Colton has really enjoyed the experience of training for the race with his mom, he said, and has learned a lot of lessons about perseverance, dedication and the ability to set goals and accomplish them both in and out of sports.
The mother/son duo will have separate swim start times, so they won’t technically be racing together, although Colton — who describes the swim discipline as his weakest — said that it is possible his mother will catch up to him in the water.
Tiffany Gust is certain her younger, speedier son will do just fine, and the pair are very supportive of each other’s race goals.
And about that balance?
“She was really good at planning when she trained. I never had to fend for myself or make my own dinner. She was always available to help me when I needed her,” Colton said of his mother. “I may never know how she does it because she is a mom. Mom’s have super powers like that.”
Tara Snow is a mother of five. Her children range in ages from 18 all the way down to 4. It would be easy to say she has enough on her plate without adding triathlon into the mix, but Snow has a mindset for her life that helps her to maintain balance.
“If you have that mindset that your family’s first, then it’ll all work out,” she said.
Snow’s family recently got a lot bigger. In March, Snow remarried, and her husband, Heath Snow, has five children from a previous marriage. Together, the couple has blended their families, and though one of Heath’s children is currently serving a two-year mission for The Church of Jesus Christ of Latter-day Saints and they each share custody with their respective former spouses, on any given weekend, they can have a very full house.
“We are a very, very happy blended family,” Tara Snow said.
Heath Snow said Tara is also a very, very elite amateur triathlete, adding that she has the level of athleticism to where she could probably have her pro card.
Heath Snow knew Tara as a triathlete first and said that knowing of her prowess as a triathlete, he had mistakenly assumed that maybe she didn’t have her priorities straight as a mother.

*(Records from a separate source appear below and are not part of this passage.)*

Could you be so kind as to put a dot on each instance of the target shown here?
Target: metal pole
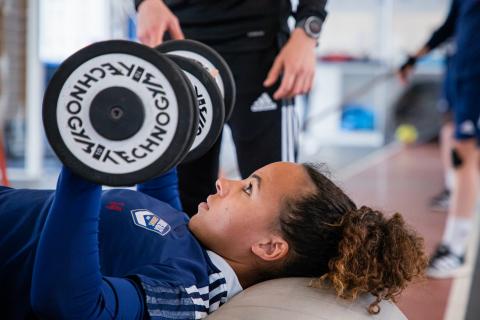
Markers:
(34, 134)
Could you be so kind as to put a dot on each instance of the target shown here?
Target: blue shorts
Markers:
(467, 108)
(446, 102)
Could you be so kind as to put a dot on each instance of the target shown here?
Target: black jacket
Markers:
(236, 25)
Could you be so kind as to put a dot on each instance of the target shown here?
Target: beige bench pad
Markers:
(292, 299)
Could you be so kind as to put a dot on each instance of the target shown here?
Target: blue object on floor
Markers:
(357, 117)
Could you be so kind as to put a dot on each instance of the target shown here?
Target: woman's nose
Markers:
(222, 186)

He said he soon learned that she does everything she has to do in order to make sure she is there for her kids, including training in the early hours of the morning, while her kids are in school or even just a couple hours on an indoor bike trainer so she can be near her kids.
“Definitely for Tara, her kids come first,” Heath Snow said.

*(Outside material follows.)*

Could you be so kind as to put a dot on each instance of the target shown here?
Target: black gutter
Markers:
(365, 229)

That she can find a way to balance family life with triathlon training has impressed more than just Tara Snow’s husband.
Heath Snow said that Tara has a race bib signed by professional Ironman triathlete Mary Beth Ellis that reads: “Tara, mother of five, you are my hero.”

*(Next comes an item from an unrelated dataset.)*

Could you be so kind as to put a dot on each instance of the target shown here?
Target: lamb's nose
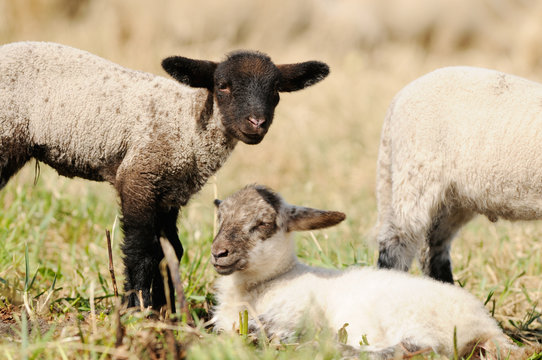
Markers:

Similarly to Tiffany Gust, Tara Snow wants to set a positive example to her children that they can do things that are seemingly impossible. And do them well.
Her children like to come see her at the finish line, Heath Snow said, and she wants them to see her there, to see her accomplish hard things.
“She is the Ironmom,” Heath Snow said.
A couple that “tris” together
Heath Snow is also a triathlete and said he has loved training with his wife. The duo does about 80 percent of their training together, and Heath Snow described it as the best way to get together and talk about anything and everything.
“We always joke that we don’t have date nights, we have date mornings,” Heath Snow said.
The couple will both be participating in the Ironman 70.3 St. George Saturday, though Heath Snow was quick to point out that it will likely be Tara waiting for him at the finish line to give him a hug.
“I would never be embarrassed, just proud,” Heath said of his wife’s accomplishments. “I went into this marriage knowing she is the better triathlete. I just love to see her excel.”
Heath Snow had a special message for his wife on Ironman 70.3 weekend and Mother’s Day. He said:
Tara, thank you, thank you for being the mother, wife and triathlete you are. Your consistency, kindness, drive and determination inspire me.